Our story

Growing up in the Piedmont region of North Carolina, I spent many happy hours tromping through the local woods. I remember rescuing wildflowers just ahead of the bulldozers and getting excited when I found new or unique plant form. Even at a young age, I was amazed by the diversity that existed within a single species. I decided that I was going to open a plant nursery and share these plants with the world.

When I attended NC State University to study horticulture, most of the students and professors there were focused on the common plants that were already found in the trade instead of looking at introducing new plants to the market. The notable exception was the late Dr. J.C. Raulston, who showed up on the scene with the modus operandi of “let’s try growing everything we can get our hands on that no one has tried before”. J.C. was the motivation that I and several other students needed to realize that our ideas had merit.

It is hard to understand the depth of Dr. J.C. Raulston’s impact on ornamental horticulture and the nursery industry unless one knows how little there was before J.C.’s time. The nursery industry pre-J.C. offered a moribund selection of serviceable but dull shrubs such as Japanese holly, common evergreen azaleas, Pfitzer junipers and boxwood. The Triangle area of North Carolina wouldn’t be the horticultural hotbed that it is now if J.C. didn’t light the fire that started it all.

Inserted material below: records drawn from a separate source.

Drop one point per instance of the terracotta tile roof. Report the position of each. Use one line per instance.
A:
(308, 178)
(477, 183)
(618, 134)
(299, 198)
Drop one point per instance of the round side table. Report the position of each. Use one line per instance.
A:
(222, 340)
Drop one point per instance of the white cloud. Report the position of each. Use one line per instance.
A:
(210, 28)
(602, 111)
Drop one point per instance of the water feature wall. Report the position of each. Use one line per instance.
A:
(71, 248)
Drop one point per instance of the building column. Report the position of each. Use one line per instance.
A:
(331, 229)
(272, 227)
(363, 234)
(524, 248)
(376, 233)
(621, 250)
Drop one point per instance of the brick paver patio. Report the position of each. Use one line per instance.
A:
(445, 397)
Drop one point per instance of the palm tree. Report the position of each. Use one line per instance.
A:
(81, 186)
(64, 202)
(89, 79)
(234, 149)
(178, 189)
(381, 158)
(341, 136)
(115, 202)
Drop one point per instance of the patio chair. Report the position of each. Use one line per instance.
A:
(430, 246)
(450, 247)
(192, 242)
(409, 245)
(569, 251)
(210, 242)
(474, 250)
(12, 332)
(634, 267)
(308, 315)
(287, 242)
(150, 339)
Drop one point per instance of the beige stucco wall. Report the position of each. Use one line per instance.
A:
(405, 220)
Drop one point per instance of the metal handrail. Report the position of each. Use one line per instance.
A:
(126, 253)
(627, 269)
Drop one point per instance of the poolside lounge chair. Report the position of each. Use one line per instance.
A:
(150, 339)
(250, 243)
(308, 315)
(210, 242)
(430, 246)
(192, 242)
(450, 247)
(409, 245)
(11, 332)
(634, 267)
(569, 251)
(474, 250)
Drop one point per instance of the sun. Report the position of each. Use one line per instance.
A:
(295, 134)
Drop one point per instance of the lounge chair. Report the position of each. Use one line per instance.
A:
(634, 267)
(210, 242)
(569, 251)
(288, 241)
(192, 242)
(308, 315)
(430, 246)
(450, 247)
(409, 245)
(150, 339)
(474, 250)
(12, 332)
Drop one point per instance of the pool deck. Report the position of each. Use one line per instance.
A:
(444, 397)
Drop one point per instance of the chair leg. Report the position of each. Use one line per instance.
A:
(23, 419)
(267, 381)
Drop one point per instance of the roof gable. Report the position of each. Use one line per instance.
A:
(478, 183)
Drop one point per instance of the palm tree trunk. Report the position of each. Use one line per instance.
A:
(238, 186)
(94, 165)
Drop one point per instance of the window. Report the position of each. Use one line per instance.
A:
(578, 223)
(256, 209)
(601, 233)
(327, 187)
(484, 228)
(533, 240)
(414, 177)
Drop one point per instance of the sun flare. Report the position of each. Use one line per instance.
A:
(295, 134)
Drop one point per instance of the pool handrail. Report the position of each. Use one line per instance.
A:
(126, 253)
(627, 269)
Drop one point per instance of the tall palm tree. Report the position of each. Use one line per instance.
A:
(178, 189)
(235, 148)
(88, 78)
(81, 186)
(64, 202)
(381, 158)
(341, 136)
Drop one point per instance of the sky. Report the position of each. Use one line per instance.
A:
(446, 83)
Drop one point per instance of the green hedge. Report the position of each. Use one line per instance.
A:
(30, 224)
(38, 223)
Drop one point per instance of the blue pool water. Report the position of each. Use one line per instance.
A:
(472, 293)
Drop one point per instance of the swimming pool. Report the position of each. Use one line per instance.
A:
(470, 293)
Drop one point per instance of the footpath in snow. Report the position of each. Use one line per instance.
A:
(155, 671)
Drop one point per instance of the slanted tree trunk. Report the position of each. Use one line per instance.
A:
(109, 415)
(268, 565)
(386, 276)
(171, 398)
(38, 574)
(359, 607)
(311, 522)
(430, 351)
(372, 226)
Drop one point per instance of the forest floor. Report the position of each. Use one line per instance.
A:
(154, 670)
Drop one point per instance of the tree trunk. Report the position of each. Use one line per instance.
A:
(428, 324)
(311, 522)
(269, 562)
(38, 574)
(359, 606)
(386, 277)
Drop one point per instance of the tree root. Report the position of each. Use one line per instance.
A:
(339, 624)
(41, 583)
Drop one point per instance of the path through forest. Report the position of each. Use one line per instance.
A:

Tragically, J.C. died in a car accident in 1996 at age 56.

In 1986, my late wife Michelle and I felt ready to pursue careers in the nursery industry. We acquired a 2.2-acre abandoned tobacco field in Southern Wake County, complete with a newly built starter house. We had to choose a niche for our business and Dr. J.C. Raulston was very supportive of my idea to open a specialty plant nursery. Our founding principle was to offer a large diversity of unique and rare perennial plants best suited for growing in Noth American climate. That meant the conventional route of ordering liners from large commercial growers was not an option for us. So we started propagating small quantities of each plant and slowly increased production as our facilities grew.

True to my young self, I was interested not only in selling these plants but also in growing and learning about them firsthand. That’s how Juniper Level Botanic Garden was born. We used JLBG to showcase the plants we sold as well as to propagate them, and eventually to serve as one of the most extensive ex-situ plant conservation gardens in the world.

Today Plant Delights Nursery offers over a thousand new, rare, unique, and unusual perennials online. Every year we introduce brand new plants to horticulture, with over 1,400 introduced so far. We ship domestically and internationally and have loyal customers all over the world. Four times a year we open our nursery and garden to the public, so that gardeners can see the beautiful results of planting for diversity and feel inspired to think differently about their own gardens. Welcome to Plant Delights Nursery and Juniper Level Botanic Garden.